PARA AY ORTASINDA BİTİYOR
Asgari ücretin çok düşük olduğunu dile getiren Engelli Havva Gönen, gelirlerinin çok az olduğu için istedikleri her şeyi alamadıklarını söyledi. Gönen, “Ben engelliyim, tekerlekli arabanın akü parası şu an 3 bin liradır. Yetim maaşı ve annemin emekli maaşıyla geçiniyoruz. Ek olarak seyyar satıcılık yapmama rağmen ayda 3 bin lira kazancım olmuyor. Akünün parasını ise kenara koyarak bir şeylerden kısarak ödemeye çalışıyorum. Aldığınız parayla diğer ürünlere yapılan zamları kıyaslarsanız dağlar var. Kirayı ve faturaları ödeyip, market alışverişini yaptıktan sonra daha ay ortasında para bitiyor" dedi.
GENÇLER YURT DIŞINA ÇIKIYOR
Fırında çalışan Sedat Altundağ, ülke şartlarında 3 bin lirayla ancak bir kişinin yaşamını idame edebileceğine dikkat çekti. Altundağ, günlük 70-80 TL’yle kimsenin geçinemeyeceğini vurguladı. Gençlerin ekonomik kaygılarından ötürü yurt dışına çıkmak istediklerini anlatan Altundağ, Türkiye’de asgari ücretin az olması ve geçim sıkıntısının gençleri diğer ülkelere göç etmeye ittiğine dikkati çekti.

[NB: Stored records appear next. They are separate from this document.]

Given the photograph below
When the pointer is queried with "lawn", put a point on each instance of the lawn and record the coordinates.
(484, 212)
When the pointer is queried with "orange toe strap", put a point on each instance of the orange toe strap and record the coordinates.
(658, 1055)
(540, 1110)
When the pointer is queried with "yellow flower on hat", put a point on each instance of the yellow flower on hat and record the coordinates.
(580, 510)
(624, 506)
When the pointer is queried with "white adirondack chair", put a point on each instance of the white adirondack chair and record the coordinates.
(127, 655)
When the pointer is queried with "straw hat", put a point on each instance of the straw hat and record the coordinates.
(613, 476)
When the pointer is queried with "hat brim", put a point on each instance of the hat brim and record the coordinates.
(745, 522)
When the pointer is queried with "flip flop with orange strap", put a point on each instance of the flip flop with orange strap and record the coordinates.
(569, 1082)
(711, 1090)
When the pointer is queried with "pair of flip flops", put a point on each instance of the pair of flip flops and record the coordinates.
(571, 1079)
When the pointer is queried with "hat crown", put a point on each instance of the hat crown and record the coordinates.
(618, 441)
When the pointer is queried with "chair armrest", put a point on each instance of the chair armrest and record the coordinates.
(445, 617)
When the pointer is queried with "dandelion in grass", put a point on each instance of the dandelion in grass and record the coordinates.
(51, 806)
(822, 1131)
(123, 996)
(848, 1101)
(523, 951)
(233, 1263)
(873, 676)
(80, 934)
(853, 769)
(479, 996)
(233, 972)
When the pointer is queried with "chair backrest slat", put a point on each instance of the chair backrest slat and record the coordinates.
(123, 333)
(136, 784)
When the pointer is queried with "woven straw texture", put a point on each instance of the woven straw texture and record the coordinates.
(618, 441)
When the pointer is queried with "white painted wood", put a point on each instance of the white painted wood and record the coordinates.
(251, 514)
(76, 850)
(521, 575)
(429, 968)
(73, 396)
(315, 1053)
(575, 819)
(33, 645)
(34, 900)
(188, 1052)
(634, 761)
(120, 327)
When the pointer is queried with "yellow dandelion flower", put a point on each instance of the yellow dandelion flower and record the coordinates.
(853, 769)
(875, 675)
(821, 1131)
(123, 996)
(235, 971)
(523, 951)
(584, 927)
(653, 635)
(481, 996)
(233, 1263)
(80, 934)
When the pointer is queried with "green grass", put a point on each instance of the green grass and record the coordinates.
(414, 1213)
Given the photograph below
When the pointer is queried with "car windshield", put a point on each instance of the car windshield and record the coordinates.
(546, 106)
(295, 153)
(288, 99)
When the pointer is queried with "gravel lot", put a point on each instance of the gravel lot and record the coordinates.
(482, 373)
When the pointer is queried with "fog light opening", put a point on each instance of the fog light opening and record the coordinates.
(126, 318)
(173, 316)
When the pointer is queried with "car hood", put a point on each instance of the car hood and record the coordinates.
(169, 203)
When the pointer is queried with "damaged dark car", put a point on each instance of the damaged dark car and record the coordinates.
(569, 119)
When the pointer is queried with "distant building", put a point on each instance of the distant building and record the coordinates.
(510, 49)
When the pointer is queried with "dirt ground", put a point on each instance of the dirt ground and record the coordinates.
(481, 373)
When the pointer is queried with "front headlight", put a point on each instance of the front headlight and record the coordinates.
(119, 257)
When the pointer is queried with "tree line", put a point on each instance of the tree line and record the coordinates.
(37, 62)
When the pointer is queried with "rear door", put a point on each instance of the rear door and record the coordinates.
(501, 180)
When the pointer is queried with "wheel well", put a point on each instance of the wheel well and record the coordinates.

‘HAYATTA KALABİLMEK İÇİN ÇALIŞIYORUZ’
Engelli Lokman Aydın (46), aldığı engelli maaşı ve akrabalarından aldığı borçlarla yaşamaya çalıştığını söyleyerek, insanların sadece hayatta kalabilmek için çalıştığını belirtti. Aydın, “Ailemden kalma evde yaşıyorum eğer bu da olmasaydı ayakta duramazdım. Bugün çayı dahi veresiyeyle içer olduk, paramız olunca onu ödeyebiliyoruz olmasa o gün öyle geçiyor. Gelen para borca, hayati ihtiyaçlara gidiyor. Eskisi gibi eğlence, keyifli zaman geçirme diye bir şey söz konusu değil. Milletvekili maaşlarından kesip bizim maaşlarımıza eklesinler, bakalım asgari ücretle yaşayabilecekler mi?” şeklinde soran Aydın, 200 TL’lik zammın hiçbir şeye yetmeyeceğini vurguladı.
‘KAYGILIYIM’
Filiz Yılmaz, asgari ücrete yapılması düşünülen zammın her hafta artan market alışverişlerine yetmeyeceğine dikkati çekti. Yılmaz, “Hem kendi geleceğim için hem de gençlerin geleceği için kaygılıyım. Her şey pahalılaşmasaydı belki aldığımız para bize yeterdi ama yetmiyor” şeklinde konuştu.
‘MUTLU DEĞİLİZ’
TÜİK Başkanı’nın ayakkabısını boyattığı para kadar asgari ücrete zam yaptığını belirten inşaat işçisi Ercan Altın, “Yüzde 20 zamla geçinebilmemiz mümkün değil. Günümüz Türkiye şartlarında asgari ücret en az 3 bin 500 yapılmalı. Sokaktan geçen insanlara sorduğunuzda ceplerinde 10 TL bile olmadığını söyleyenleri görürsünüz. Arkadaşlarımdan borç istiyorum maaş yatana kadar, yatınca borçları kapatmaya çalışıyorum, kapanmayınca tekrar borç istiyorum o borçla diğer borcu ödüyorum. Yani borçla borcu kapatıyorum. Hepimiz mutsuzuz” diye belirtti.